Posted in Novell, OpenSUSE at 5:19 pm by Dr. Roy Schestowitz

OpenSUSE in 2011

Summary: Hardships for OpenSUSE following the Microsoft patent deal at the end of 2006; we take stock of the past fortnight’s news and predict where the project is going

OPENSUSE news is relatively scarce (things dropping off) and it includes stuff like security issues and HOWTOs [1, 2]. Novell’s PR department seems to be somewhat defunct, which doesn’t help this project either.

In a rare post from Novell’s PR blog (mostly inactive these days) there is this statement about “Oracle’s Contribution of OpenOffice.org to Apache”. It generally speaks about LibreOffice (which has some correlation/connection with Go-OO). Being an IBM partner, Novell feels obliged to state: “SUSE is looking forward to the future contributions of IBM and potentially others into this new ASF incubator project, but would certainly have liked to see such contributions go directly to LibreOffice. We will follow the incubation process very closely to understand future opportunities and possibilities which can improve our offerings for our users and customers.”

“Novell’s PR department seems to be somewhat defunct, which doesn’t help this project either.”One of the promotional Novell blogs has gone rather quiet, with just a few updates here and there (about SUSE Studio). Thanks to Google’s funding (GSoC) there is still some development activity making it into the Planet [1, 2, 3, 4, 5, 6, 7, 8]. Google unfortunately gave some money to Mono in the past; OpenSUSE itself is being used as a ramp for Mono intrusion. There are generally positive sides to this GNU/Linux distribution (like medical spins [1, 2]), but the issue is that OpenSUSE helps Mono and SUSE, which helps Microsoft make money out of GNU/Linux and make it normal for Free software to be taxed by Microsoft.

Richard Hillesley has this good new article titled “Novell’s open source legacy – wake up, little SUSE” (Hillesley is a Mono sceptic).
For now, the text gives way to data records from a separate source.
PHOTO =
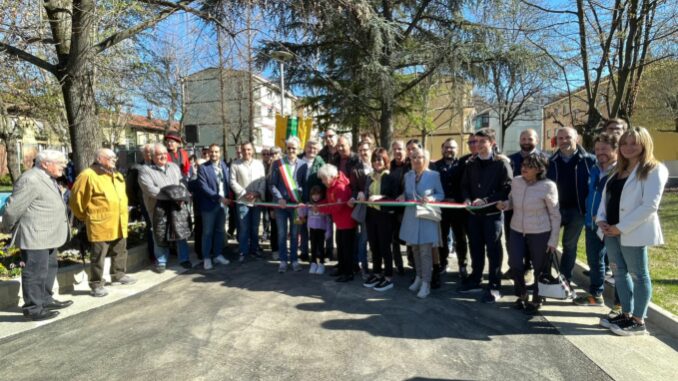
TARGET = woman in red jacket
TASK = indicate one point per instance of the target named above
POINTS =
(339, 192)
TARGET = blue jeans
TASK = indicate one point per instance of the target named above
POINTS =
(360, 255)
(485, 232)
(161, 253)
(213, 232)
(284, 218)
(303, 239)
(631, 275)
(248, 229)
(572, 223)
(595, 256)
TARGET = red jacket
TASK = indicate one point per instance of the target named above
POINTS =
(180, 158)
(339, 191)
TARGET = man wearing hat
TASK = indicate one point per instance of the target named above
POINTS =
(176, 154)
Yes, the project is getting smaller and it needs to consider becoming independent (which it is not).

The major part of Novell’s investment in open source was SuSE. Soon after the Novell acquisition SuSE became SUSE with a capital “U”, and Novell remodeled the SUSE Linux offerings with an enterprise desktop offering (SLED), an enterprise server offering (SLES), and a community edition (openSUSE), which plays the same role as Fedora plays for Red Hat, prototyping technologies for enterprise editions.
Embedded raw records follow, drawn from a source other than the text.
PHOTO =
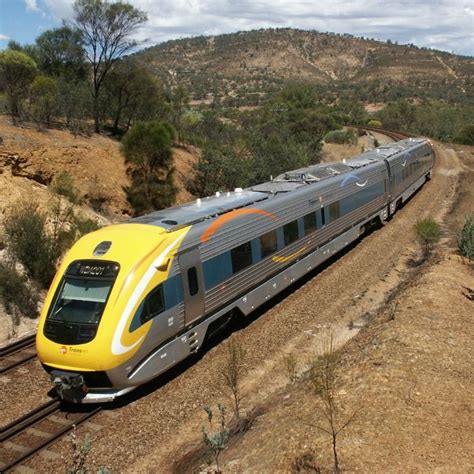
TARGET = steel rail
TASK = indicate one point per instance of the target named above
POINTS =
(14, 349)
(37, 415)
The image and fate of SUSE among the wider community, if not among its friends in other developer communities, has been coloured by Novell’s policy mishaps – love-ins with Microsoft, patent indemnifications and ‘mixed source’ portfolios, and the undercutting of Red Hat support contracts. But SUSE can hope for redemption with its new-found independence and reputation for solidity and technical excellence, assuming it takes a leaf from Red Hat’s book, rediscovers its free and open source heritage and sells it as a virtue, not a hindrance.

[...]

The openSUSE board is currently working on the practicalities of such a development which “as they are very determined to make it happen, is therefore very likely to happen – I personally hope before the next openSUSE conference”, says Jos Poortvliet, the openSUSE community manager.

Amid lack of strategy and downtimes, Poortvliet does damage control. He is an employee in charge of the OpenSUSE community/activities/PR along with more senior and technical people like Andreas Jaeger who help the project orientation-wise and coach Poortvliet. He announced this first milestone in an official blog which is hardly active anymore, except items like this one (the volunteers make up for it, along with developers). It’s a shame about the OpenSUSE Web site. It used to be well populated, but now it is mostly Poortvliet and a small ‘choir’ there (and he posts about other subjects too while not busy at Attachmate).

We are not entirely sure what will happen to OpenSUSE. There is no clear obligation to it from Attachmate. Currently it relies on the goodwill of some people and on GSoC. Why not just fork it and go independent?